The drug, said Holcombe, "sits at the nexus" of three key processes thought to be drivers of AD: inflammation, beta amyloid formation that leads to plaques and tau phosphorylation that leads to tangles. All three of these are "products of the normal wear and tear of aging," he explained.
Azeliragon is in Phase 3 with two independently powered studies under the same protocol. The company expects data from the first study at the end of March 2018, while data from the second study will come in September of that year. "If we are successful, we will be the first drug able to slow progression of Alzheimer’s," Holcombe said.
"One thing that is unique about our program is that we ran Phase 2 studies," said Larry Altstiel, EVP and chief medical officer at vTv. Many other companies have skipped from Phase 1 results straight to Phase 3 in AD based on "exuberant enthusiasm," he explained, but vTv did the work to establish safe dosing in Phase 2, concentrated on people with early, mild AD, and is also collecting data on trial participants’ genetic test results for APOE — a key generic risk for developing AD.
What’s next?
In the wake of all the clinical implosions, drug developers and other AD advocates have taken a hard look at how these trials are carried out. Companies are trying to make sure patients actually have AD, and not some other form of dementia.
"You need definitive proof the patient has amyloid plaques before you put them in a trial targeting amyloid," said Phyllis Ferrell, VP of Global Alzheimer’s Disease Platform Team at Lilly. "In some studies as many as 24% of the people enrolled turned out to be amyloid negative."
They are also looking for new diagnostic tools and better ways to use them.
"Once we learned that amyloid plaques and tau tangles show up 10 to 20 years before symptoms, we started working to fund diagnostics as well as cures," said James Hendrix, director of the Global Science Initiatives at the Alzheimer’s Association. The Association has since funded multiple studies of diagnostics.
"There are now three FDA-approved imaging agents for Alzheimer’s," Hendrix said, adding that he believes utilization of positron emission tomography (PET), in particular, can "revolutionize the way we are doing trials."

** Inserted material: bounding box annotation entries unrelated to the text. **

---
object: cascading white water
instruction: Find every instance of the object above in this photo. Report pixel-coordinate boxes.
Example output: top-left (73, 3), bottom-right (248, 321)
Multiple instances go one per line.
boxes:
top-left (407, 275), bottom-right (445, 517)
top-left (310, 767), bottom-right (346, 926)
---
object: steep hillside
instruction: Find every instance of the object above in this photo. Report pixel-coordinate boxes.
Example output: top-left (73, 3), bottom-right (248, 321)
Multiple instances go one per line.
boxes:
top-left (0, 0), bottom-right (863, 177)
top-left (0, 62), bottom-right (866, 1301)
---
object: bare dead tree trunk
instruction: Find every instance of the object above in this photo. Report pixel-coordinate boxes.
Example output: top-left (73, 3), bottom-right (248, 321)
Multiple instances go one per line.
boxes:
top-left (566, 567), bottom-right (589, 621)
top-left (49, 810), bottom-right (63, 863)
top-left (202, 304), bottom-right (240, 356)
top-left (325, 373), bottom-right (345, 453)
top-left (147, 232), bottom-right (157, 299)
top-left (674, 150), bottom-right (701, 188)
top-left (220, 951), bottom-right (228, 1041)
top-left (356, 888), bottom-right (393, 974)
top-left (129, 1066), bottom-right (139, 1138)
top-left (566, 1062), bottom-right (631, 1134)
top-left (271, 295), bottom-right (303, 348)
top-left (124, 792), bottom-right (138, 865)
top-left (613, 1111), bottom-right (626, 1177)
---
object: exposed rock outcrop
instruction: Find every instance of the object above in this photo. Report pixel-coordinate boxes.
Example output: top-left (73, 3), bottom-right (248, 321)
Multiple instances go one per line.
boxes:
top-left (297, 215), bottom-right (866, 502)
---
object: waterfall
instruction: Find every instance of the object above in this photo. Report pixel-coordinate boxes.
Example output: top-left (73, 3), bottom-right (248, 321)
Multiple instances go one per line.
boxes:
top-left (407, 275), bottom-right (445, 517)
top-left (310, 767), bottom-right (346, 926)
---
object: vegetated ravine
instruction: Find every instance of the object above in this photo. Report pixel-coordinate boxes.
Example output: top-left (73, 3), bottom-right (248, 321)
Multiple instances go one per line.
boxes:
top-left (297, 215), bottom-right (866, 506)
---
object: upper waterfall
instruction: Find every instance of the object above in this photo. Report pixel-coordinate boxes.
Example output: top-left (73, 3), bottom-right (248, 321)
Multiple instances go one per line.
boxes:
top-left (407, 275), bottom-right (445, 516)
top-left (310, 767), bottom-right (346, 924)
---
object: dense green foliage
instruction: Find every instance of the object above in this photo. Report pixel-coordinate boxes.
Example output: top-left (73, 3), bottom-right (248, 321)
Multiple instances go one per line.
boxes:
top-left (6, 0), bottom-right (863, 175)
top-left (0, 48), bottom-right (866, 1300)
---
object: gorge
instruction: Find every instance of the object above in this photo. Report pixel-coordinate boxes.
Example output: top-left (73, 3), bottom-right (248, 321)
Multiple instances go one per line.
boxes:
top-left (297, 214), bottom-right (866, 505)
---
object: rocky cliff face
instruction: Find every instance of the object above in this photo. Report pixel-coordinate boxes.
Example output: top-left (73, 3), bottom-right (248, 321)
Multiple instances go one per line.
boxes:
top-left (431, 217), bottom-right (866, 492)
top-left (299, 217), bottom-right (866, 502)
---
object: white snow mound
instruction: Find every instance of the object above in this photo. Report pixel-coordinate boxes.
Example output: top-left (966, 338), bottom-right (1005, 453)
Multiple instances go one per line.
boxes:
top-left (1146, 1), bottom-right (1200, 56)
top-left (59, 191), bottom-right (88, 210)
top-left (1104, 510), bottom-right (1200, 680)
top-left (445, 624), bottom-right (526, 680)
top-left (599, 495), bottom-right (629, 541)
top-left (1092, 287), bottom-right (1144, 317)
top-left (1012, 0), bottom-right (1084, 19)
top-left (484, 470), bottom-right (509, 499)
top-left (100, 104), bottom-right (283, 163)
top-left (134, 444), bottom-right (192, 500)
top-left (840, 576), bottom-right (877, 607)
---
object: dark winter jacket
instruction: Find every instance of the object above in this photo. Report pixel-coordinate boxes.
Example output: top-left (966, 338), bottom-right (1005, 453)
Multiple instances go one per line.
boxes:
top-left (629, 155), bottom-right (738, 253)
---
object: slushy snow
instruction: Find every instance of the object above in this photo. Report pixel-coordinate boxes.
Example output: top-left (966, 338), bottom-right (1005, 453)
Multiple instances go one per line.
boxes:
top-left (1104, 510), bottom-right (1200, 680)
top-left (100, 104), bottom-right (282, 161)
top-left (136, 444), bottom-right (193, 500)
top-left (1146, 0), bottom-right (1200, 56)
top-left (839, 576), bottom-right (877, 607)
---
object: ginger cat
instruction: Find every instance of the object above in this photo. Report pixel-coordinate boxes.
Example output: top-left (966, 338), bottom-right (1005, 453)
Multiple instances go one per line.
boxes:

Irizarry concured, saying he thinks these tools will help further uncover the mysteries of AD pathology. "It is already amazing that we can measure plaques and tangles in people," he said. "Since these arise at different times and in different parts of the brain, we need to understand that to better design drugs and trials."
However well these latest contenders do, some experts are still skeptical that any one of them can be the answer to AD.
"I believe beta amyloid is disease causative, " said Biogen’s Haeberlein, "but I do not believe any one treatment will cure Alzheimer’s."
That means the next step will be combining drugs, initially any disease-modifying treatment with one of the few approved treatments that just affect symptoms. But if more than one of these companies hits an AD homer, a combination treatment could be possible.
CORRECTION: A previous version of this article had the wrong first name and spelling for Stephen Holcombe.